Twenty-three was the picture I took of Grandma sitting at her table, capturing the curtains floating, her coffee mug steaming, her smile, her pin curls, and the scarecrow clock ticking.

I pulled twenty-four out and stared at it for a long time. It was the white house that had terrorized my dreams for years, consumed in flames. Trails of flame bled deep into the stars, the eyes and mouth of the house billowing with fire. The smoke coiled at the corners.

The bathroom door closed behind me as Grandma came up and touched the small of my back. She gasped when she saw all the photos spread out on the kitchen table, all in order by the image number. She kept her small handkerchief over her mouth and cried and laughed at the photographs that my mother and I had taken. When she came to the last one, she hugged me until I couldn’t breathe. We went to bed that night in silence, leaving the pictures on the table.





CHAPTER TWENTY-FIVE

OMAX 40X-I600X Lab Binocular Biological Compound Microscope

I HAD A few months of “vacation” coming up, but Erma was never going to let me rest.

I had no idea how I was going to change her report, especially now that I had no access. No one cared about what had happened to her, and that was the tragedy. Garcia wasn’t going to help me. He had called that case before we had even finished picking Erma off the freeway. I was going to have to find out how he was connected to her on my own.

I thought of Dr. Blaser, the medical examiner who had been at Erma’s scene. He was a forensic pathologist and had worked for the Albuquerque Police Department as a field deputy medical investigator for years before coming to the ME’s office. He was in his sixties and liked to wear Grateful Dead shirts under his lab coat. He always narrated his autopsies like crime novels and tried to make you smile if you had to be a part of it. When I had the chance to work with him in the field or in the lab, I always learned something new, and he was eager to teach me. I knew if anyone would be straight with me, it would be him.

I tried to call him, but it went straight to voicemail. I would have to go to his office. I’d had to visit the Office of the Medical Investigator on a regular basis since I started. I hated it.

I managed to get my car to whine and rattle to a start and sat in the garage listening to my police scanner, letting the beast warm up.

“I’m thirsty.” The voice of the ghost child spoke in the passenger seat.

“Jesus!” My heart raced in my chest.
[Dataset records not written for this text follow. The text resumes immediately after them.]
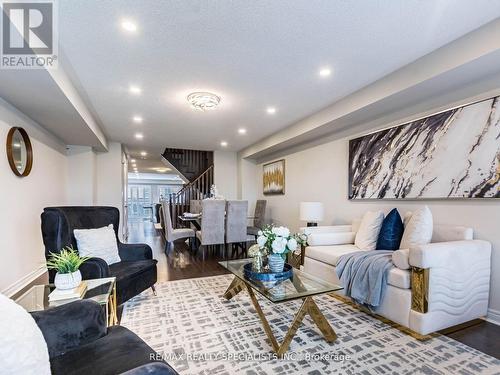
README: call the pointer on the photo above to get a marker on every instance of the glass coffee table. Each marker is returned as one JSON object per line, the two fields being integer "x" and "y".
{"x": 102, "y": 291}
{"x": 300, "y": 286}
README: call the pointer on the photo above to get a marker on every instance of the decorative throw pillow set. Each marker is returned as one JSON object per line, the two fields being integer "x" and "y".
{"x": 392, "y": 233}
{"x": 99, "y": 243}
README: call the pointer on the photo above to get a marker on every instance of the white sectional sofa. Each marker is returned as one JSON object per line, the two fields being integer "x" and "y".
{"x": 435, "y": 286}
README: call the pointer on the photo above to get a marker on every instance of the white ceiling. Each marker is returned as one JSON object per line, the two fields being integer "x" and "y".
{"x": 252, "y": 53}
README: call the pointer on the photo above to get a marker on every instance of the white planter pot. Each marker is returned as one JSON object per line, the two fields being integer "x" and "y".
{"x": 64, "y": 281}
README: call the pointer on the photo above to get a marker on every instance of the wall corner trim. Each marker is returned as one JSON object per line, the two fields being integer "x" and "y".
{"x": 493, "y": 316}
{"x": 24, "y": 281}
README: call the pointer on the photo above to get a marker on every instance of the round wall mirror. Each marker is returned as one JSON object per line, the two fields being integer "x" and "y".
{"x": 19, "y": 152}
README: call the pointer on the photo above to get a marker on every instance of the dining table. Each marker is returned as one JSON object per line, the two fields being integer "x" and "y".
{"x": 195, "y": 221}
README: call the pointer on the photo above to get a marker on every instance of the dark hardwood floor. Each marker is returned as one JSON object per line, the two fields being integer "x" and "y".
{"x": 182, "y": 263}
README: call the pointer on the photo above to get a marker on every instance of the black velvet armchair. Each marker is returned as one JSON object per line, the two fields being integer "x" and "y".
{"x": 79, "y": 343}
{"x": 135, "y": 273}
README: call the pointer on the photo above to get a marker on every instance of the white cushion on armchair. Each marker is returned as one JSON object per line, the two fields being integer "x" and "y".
{"x": 369, "y": 229}
{"x": 418, "y": 229}
{"x": 23, "y": 349}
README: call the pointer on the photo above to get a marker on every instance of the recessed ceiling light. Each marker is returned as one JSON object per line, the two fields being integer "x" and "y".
{"x": 136, "y": 90}
{"x": 203, "y": 101}
{"x": 325, "y": 72}
{"x": 129, "y": 26}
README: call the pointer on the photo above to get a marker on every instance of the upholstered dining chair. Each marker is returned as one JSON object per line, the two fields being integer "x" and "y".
{"x": 236, "y": 225}
{"x": 259, "y": 216}
{"x": 212, "y": 223}
{"x": 172, "y": 234}
{"x": 135, "y": 273}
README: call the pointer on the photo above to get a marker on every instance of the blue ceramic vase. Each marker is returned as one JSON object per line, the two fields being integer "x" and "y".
{"x": 276, "y": 263}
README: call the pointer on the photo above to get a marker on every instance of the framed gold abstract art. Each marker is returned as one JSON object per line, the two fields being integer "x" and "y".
{"x": 274, "y": 177}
They always managed to sneak up on me.

“I’m thirsty,” the little boy said again.

“Get used to it, kid. You’re dead.” Erma’s voice was different today, weaker—like it was two spots off from a radio frequency.
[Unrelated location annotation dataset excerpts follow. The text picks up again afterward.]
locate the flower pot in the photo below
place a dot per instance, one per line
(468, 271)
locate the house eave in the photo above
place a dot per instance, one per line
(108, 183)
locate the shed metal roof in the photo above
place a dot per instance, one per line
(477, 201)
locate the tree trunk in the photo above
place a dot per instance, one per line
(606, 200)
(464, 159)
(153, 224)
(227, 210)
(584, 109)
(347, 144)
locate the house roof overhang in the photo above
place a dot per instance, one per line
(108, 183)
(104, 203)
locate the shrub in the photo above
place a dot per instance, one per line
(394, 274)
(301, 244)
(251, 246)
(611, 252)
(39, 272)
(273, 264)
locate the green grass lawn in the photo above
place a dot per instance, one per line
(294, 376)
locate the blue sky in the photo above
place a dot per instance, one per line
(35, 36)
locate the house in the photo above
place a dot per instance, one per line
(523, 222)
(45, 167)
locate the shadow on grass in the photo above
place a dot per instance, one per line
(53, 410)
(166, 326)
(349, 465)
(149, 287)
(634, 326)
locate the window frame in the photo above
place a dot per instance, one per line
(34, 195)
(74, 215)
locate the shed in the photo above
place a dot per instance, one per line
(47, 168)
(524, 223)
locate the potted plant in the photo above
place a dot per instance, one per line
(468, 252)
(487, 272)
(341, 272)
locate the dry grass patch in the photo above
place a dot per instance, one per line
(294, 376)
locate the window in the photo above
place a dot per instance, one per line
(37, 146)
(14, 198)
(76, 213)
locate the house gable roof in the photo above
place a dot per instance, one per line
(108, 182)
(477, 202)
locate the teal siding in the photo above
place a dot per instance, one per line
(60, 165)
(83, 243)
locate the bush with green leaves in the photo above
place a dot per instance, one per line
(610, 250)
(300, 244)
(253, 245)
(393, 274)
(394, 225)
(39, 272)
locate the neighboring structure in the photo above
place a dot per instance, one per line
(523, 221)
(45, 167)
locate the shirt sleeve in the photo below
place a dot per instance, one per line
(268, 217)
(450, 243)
“Erma.” I looked at her in the rearview mirror. “I’m working on it.”

“Not good enough.” Erma moved toward me, draping her arm over my shoulder. “I need you to work harder. I need to know that nothing is going to happen to her.”

I put the car into gear and pulled out into the light, where pools of melting snow stood on every corner. The boy peered out the window.

“You had a job, Erma. What was it?”

“I was the manager of the Apothecary on Central, that new bar right off the freeway. I was about to take over as a part-owner with Matias. Everything was about to change.”

“Who is Matias?”

“He was my husband—well, common law. You know. Living in sin. Well, sometimes.”

“So, off and on?”

“I don’t think that has anything to do with this.” Erma sounded annoyed, as usual.

“Well. Do you want help or not? It doesn’t hurt you to share what you know. You’re dead. What are you afraid of? Your boyfriend?”

“Matias is dead.” Erma’s voice scratched.

I was pulling up to OMI, a four-story battleship in blue, silver, and orange right off the freeway. The new building’s glass was blinding in the morning light. Luckily, security buzzed me right in since I had been there before. I was glad that news of my suspension hadn’t spread further than the crime lab.